La justice marseillaise a sanctionné un nouveau propriétaire de logements insalubres, lundi 3 mars : Abdelmajid Bensaïd Aouel, 42 ans, a été condamné à trois ans de prison, dont un an avec sursis probatoire, et à une amende de 150 000 euros pour avoir loué des studios malgré des arrêtés de péril et d’insalubrité. Un mandat de dépôt à effet différé a été prononcé pour l’exécution des deux années d’emprisonnement ferme.

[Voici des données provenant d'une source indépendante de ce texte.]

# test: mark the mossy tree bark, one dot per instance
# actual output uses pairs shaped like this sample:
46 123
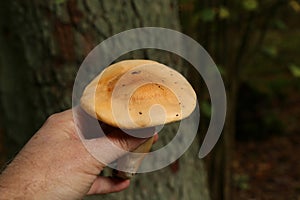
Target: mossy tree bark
42 44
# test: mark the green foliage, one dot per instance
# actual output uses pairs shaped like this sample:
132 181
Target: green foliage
224 13
241 181
270 51
206 109
60 1
295 70
250 5
208 14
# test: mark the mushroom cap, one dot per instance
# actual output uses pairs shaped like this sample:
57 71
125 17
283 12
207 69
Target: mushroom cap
134 94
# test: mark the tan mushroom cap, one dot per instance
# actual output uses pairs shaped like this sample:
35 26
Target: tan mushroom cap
134 94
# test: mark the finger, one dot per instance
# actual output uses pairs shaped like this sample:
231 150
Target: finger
104 185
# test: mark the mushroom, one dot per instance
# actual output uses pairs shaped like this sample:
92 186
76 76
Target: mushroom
138 94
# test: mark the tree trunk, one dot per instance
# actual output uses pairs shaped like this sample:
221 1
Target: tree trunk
42 45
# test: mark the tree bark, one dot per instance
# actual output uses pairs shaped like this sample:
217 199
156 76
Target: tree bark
42 44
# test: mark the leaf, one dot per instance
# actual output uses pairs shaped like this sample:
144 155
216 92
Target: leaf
208 14
295 70
224 13
250 5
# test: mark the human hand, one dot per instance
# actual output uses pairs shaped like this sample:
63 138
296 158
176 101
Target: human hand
54 164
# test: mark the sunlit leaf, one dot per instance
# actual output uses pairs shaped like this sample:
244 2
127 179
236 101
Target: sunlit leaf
224 13
295 70
250 5
208 14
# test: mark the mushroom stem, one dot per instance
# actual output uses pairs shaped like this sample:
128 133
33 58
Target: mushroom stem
128 165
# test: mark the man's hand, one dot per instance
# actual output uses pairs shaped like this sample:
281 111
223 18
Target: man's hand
54 164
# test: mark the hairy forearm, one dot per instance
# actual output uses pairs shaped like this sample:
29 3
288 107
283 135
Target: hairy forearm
17 181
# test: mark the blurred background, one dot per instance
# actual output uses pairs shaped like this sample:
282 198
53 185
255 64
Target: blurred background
255 45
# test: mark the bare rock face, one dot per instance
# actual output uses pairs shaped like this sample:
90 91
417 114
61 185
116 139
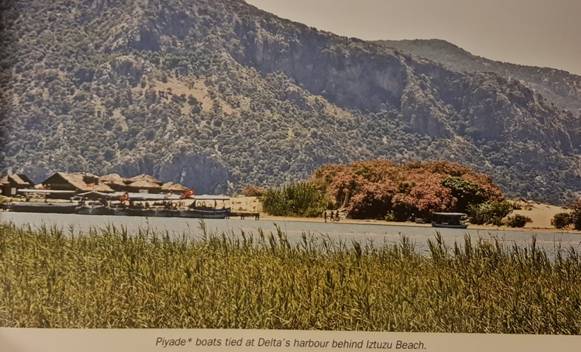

Propriétaire de 34 biens immobiliers, dont sa villa à Aubagne (Bouches-du-Rhône) et une résidence à Antalya en Turquie, il avait acquis, entre 2015 et 2021, 29 des 269 logements de la résidence Gyptis, située dans le quartier de la Belle-de-Mai, dans le 3e arrondissement de Marseille. Haute de huit étages, cette dernière est frappée par plusieurs arrêtés de mise en sécurité et d’insalubrité. Le prix moyen des acquisitions de M. Bensaïd Aouel était de 12 750 euros par studio, pour des loyers mensuels encaissés autour de 400 euros.
Ancien directeur de restaurants McDonald’s, ex-assesseur du tribunal des affaires de sécurité sociale et candidat aux législatives 2022 à Marseille, M. Bensaïd Aouel s’était présenté lors des débats comme « une victime des politiques publiques » en matière de logement, animée par la volonté d’aider les personnes en difficulté. Le tribunal a estimé à l’inverse qu’il a « porté peu de crédit à la dignité humaine de ses locataires ».
Il devra verser plus de 100 000 euros de dommages et intérêts à neuf de ses locataires et plus de 138 000 euros à la ville de Marseille pour ses interventions sur l’immeuble et le relogement des habitants après l’évacuation du Gyptis en mars 2023.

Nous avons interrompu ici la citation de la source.